Reviews for I faced more than that
Mistress Twist chapter 1 . 7/4/2008
I have a few things to say.

First: I agree with everyone on the reviews. They are right. I never judged anyone as I am going to do now.

Second: I'm not the one to say about grammar, but mine is not as bad as yours. (now I use spell check)

Third: I said, he said. You can skip the saids and use others or nothing at all.

Fourth: Who is Sonar? If you made her up, that's cool, but please describe her and how she got her or if she's visiting.(I've done a story like that before)

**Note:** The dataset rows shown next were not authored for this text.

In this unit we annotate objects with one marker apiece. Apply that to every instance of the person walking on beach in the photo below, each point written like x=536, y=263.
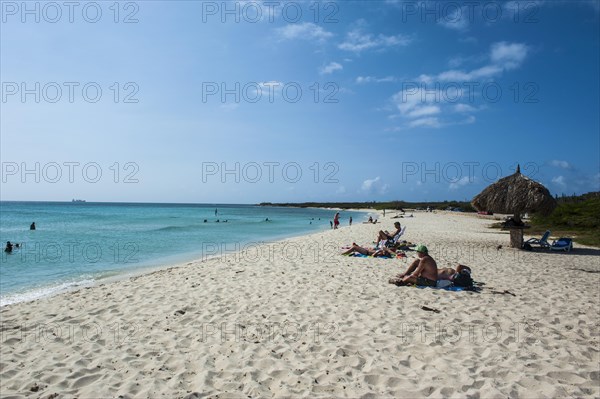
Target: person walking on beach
x=386, y=235
x=423, y=271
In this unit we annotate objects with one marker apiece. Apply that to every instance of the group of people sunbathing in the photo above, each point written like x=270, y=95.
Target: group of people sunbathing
x=423, y=271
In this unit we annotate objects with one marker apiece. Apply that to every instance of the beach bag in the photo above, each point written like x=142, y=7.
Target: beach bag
x=462, y=279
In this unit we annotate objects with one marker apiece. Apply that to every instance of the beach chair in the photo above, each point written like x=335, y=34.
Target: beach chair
x=542, y=242
x=562, y=244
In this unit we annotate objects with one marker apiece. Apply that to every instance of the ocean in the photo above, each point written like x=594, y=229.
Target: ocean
x=78, y=244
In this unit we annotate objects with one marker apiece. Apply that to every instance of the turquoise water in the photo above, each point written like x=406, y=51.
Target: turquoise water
x=78, y=243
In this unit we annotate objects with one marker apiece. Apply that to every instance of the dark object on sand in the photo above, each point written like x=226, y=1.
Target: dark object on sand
x=515, y=194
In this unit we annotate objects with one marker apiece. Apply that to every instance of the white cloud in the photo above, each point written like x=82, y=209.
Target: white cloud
x=438, y=94
x=457, y=18
x=560, y=164
x=368, y=184
x=508, y=55
x=357, y=40
x=425, y=122
x=463, y=181
x=559, y=181
x=330, y=68
x=375, y=185
x=424, y=111
x=306, y=30
x=373, y=79
x=464, y=108
x=340, y=190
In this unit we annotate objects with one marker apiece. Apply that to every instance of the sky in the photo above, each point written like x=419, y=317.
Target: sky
x=293, y=101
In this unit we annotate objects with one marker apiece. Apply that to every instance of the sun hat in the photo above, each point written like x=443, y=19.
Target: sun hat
x=421, y=248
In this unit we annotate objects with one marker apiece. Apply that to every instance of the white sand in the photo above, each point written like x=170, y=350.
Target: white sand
x=295, y=318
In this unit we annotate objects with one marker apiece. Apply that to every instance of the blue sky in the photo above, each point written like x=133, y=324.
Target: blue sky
x=251, y=101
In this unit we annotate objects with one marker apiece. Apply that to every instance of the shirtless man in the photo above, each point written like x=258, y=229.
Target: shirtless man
x=377, y=253
x=422, y=271
x=386, y=235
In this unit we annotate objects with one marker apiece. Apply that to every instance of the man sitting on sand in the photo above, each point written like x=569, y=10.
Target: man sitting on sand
x=386, y=235
x=422, y=271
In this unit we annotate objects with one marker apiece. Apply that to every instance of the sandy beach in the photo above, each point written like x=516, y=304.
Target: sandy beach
x=296, y=319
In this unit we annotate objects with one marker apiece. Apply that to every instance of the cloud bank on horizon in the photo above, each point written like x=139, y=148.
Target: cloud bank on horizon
x=292, y=101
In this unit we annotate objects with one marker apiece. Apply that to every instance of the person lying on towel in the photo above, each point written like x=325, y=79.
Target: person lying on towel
x=423, y=271
x=375, y=252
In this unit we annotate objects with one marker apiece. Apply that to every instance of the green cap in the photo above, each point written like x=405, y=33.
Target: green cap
x=421, y=248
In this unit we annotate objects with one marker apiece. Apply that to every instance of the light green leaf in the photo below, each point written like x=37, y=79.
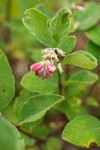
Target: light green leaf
x=33, y=83
x=83, y=77
x=10, y=138
x=20, y=100
x=36, y=22
x=88, y=17
x=60, y=25
x=67, y=44
x=91, y=101
x=7, y=82
x=94, y=34
x=82, y=131
x=45, y=11
x=53, y=144
x=94, y=50
x=72, y=108
x=81, y=58
x=37, y=106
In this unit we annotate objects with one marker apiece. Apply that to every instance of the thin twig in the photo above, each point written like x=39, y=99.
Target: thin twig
x=59, y=83
x=29, y=135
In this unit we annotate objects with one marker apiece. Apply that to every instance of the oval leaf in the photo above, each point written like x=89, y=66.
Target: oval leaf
x=61, y=25
x=36, y=106
x=82, y=131
x=10, y=138
x=82, y=59
x=7, y=82
x=36, y=22
x=35, y=84
x=94, y=35
x=83, y=77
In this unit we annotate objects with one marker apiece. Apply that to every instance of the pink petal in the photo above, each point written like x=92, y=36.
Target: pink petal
x=36, y=66
x=48, y=74
x=51, y=67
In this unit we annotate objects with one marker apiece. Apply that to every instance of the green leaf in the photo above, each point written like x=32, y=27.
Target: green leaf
x=45, y=11
x=20, y=100
x=82, y=131
x=88, y=17
x=94, y=50
x=72, y=108
x=91, y=101
x=10, y=138
x=35, y=84
x=83, y=77
x=52, y=144
x=81, y=59
x=6, y=82
x=67, y=44
x=60, y=25
x=37, y=106
x=36, y=22
x=94, y=34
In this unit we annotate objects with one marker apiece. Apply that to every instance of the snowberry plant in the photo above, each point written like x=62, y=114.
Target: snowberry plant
x=49, y=85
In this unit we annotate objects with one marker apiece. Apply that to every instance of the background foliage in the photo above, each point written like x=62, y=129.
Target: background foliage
x=33, y=113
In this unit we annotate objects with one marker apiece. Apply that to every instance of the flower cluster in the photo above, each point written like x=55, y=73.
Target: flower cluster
x=46, y=67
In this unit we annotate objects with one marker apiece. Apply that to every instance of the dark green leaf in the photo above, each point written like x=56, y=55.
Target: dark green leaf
x=60, y=25
x=72, y=108
x=10, y=138
x=94, y=34
x=82, y=131
x=83, y=77
x=67, y=44
x=36, y=23
x=94, y=50
x=37, y=106
x=7, y=82
x=35, y=84
x=82, y=59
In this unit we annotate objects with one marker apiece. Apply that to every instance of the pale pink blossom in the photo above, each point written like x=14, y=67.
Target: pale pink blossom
x=43, y=69
x=36, y=66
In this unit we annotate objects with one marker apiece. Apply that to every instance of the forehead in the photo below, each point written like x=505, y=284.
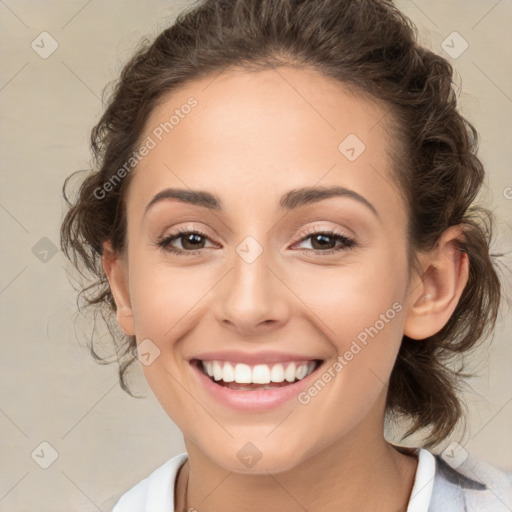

I think that is it. I've never judged anyone like this before. You could be an excellent writer because I like this idea, but you need to check grammar and get characters straight.

Peace,

new york gal
TheSonicDremel chapter 1 . 10/12/2004
Ok, ok, I've been debating with myself for awhile before posting this review. I must say, I really do hope that you listen to the voice of reason and take a creative writing course. I mean, the style you have right now is choppy and boring. It's repetative. And as for the character Sonar? I have major suspicions that she is a souped-up self-insertion. If you must create a Mary Sue to act out your fantasies, then please PLEASE don't force them on us. As a matter of fact, don't force your WRITING on us. Sonar seems to have no personality whatsoever, and it IS (as Major disaster said) like reading about a jellybean. You don't give us any reason to like her. And as for the fact that she graduated from med school to 17? Dude, it takes MUCH longer than three yours for a person to become a doctor. About five to ten years, I'd think. I find Sonar absolutely rediculous. As a matter of fact, she is indeed a crossbreed of Mary Sue. I've named this specimen Puella ridicula Sapienta, the Girl of Rediculous Knowledge for the way she does the impossible feat of getting into med school at 14. (The parent species are Pseudocanonica and Humanis Perfectis, the Canon Sue and Sanitly Sue.)She appears to be about 19-22, making her the prime age for a Mary Sue. And as for her punishment, and yours... I have my axe all nice and sharpened, so I will sentence you and your Sue to 40 out of 50 Axe Whackins. Now, I hope you listen to what people are telling and delete your stories and start over.
Chikory chapter 1 . 10/12/2004
You're coming up close behind "halo-girl" (a diagnosis murder fic writter) in the crappiest story competition. I'd tell you what's wrong with your story, only I don't have all night, I need sleep you know. Although having read that, I'm not so sure I will get much. It baffles me how people can get so much constructive criticism, yet ignore it. All you end up doing is pissing the readers off and making them lose any respect they might have had for you.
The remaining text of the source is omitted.